Light is known to be used by many life forms as an important biological signal, including animals with visual and non-visual systems. However, the new study suggests that neurons may have initially evolved to regulate digestion based on information obtained directly from light. Should we give more importance then to the influence of the brain on digestive processes?
According to a press release , Japanese researchers found that stimulation of sea urchin larvae through light led to changes in the function of the digestive system, although no direct food-related stimuli have been recorded. In the experiment carried out by the scientists, it was found that exposure to light caused the opening of the pylorus, a vital component in the digestive tract.
Sea urchins, also known under the scientific name of echinoids, are found on the seabed, between rocks and on coral reefs. They feed on algae, dead fish, sponges, barnacles, mussels, and other varieties of animals and plants that can be found in the seas around the world.

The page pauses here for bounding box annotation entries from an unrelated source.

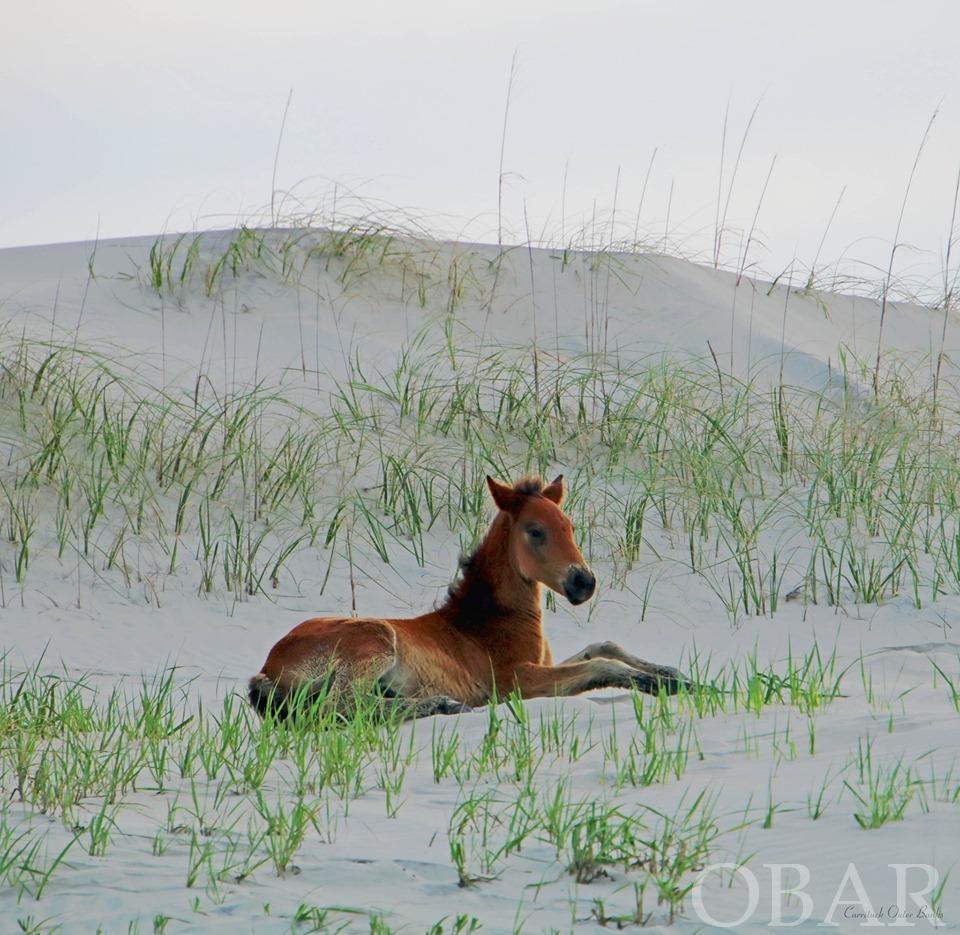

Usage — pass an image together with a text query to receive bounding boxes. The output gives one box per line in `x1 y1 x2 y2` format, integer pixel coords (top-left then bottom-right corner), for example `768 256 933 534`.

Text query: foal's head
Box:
487 474 597 604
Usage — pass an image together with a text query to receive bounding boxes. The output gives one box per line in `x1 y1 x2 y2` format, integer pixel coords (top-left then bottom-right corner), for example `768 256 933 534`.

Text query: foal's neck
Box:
442 513 542 636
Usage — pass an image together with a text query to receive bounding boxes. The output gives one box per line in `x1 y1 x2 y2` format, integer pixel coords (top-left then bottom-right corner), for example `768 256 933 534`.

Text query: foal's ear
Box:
543 474 567 506
487 474 520 513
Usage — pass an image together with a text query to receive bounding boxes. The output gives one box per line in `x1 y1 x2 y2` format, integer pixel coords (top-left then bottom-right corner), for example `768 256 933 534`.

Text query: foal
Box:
250 475 686 717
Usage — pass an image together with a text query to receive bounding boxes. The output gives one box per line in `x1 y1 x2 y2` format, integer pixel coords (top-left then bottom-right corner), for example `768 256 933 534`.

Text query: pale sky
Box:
0 0 960 292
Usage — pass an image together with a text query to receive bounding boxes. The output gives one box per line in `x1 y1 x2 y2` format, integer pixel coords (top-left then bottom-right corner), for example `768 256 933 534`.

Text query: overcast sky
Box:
0 0 960 288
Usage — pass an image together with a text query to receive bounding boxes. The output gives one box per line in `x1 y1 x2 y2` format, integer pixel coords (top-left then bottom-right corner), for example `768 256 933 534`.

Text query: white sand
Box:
0 232 960 932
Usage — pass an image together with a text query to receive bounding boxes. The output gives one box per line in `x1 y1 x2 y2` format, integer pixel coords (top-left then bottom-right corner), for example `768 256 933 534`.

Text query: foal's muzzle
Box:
563 565 597 604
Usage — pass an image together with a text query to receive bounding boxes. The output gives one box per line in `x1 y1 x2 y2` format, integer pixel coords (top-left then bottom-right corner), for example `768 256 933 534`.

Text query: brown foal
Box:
250 475 686 717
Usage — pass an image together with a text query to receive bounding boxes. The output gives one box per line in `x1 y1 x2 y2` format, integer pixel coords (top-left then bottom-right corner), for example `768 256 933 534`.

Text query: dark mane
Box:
513 475 543 496
438 475 544 630
439 551 506 630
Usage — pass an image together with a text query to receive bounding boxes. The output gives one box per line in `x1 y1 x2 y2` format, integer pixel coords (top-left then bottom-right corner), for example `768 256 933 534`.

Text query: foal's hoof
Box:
436 698 473 714
633 666 693 695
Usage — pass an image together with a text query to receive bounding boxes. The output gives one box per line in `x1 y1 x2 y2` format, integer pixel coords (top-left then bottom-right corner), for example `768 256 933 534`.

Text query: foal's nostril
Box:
563 567 597 604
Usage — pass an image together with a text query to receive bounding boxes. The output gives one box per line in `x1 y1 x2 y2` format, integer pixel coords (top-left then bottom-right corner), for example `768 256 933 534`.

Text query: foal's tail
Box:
249 672 287 717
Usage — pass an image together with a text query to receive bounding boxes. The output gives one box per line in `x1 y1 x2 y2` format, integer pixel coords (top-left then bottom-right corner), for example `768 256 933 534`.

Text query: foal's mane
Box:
439 475 543 629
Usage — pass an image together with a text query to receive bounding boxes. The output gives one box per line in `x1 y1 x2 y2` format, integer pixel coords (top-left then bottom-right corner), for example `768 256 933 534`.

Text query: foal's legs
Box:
377 695 473 721
514 657 687 698
558 640 688 694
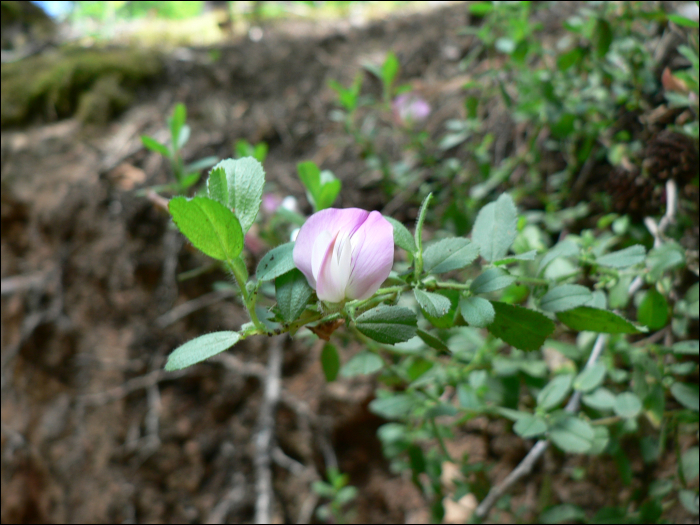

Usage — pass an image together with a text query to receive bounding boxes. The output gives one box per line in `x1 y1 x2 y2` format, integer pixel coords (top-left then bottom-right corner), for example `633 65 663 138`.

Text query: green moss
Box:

NEURONS AND THEIR IMPACT ON DIGESTION
The study’s findings indicate that an early function of neurons may have been the regulation of the digestive tract in our evolutionary ancestors. Because food consumption and nutrient absorption are critical to survival, the development of a sophisticated gut-brain regulatory system may have been an important step in animal evolution.
To delve into the causes of changes in digestion produced by exposure to light in sea urchins, the researchers traced the activity of proteins in the Opsin family. These proteins are crucial to appreciate the evolution of the use of light as an external signal in all types of organisms, since they are present even in life forms without visual systems.
They found that there are serotonin-producing neurons that work integrated with cells related to the Opsin proteins. This joint activity facilitates the light-stimulated release of nitric oxide, which acts as a neurotransmitter. This complex brain process culminates in the variations observed in the digestive system of sea urchins.
BRAIN AND INTESTINE: MUTUAL INFLUENCE
The brain-intestine axis is being increasingly considered by scientists as one of the most important systems in the organization of human beings and other living beings. Thus, some specialists speak of the intestine as a “second brain”, given its importance in multiple vital processes.
In addition to the brain’s regulation of digestive processes, as this new research published in the journal BMC Biology explores, a reciprocal influence has also been discovered: the intestinal microbiota would be capable of modulating the brain , causing changes and modifications that are putting in check to many of the current paradigms of medicine, biology and science in general.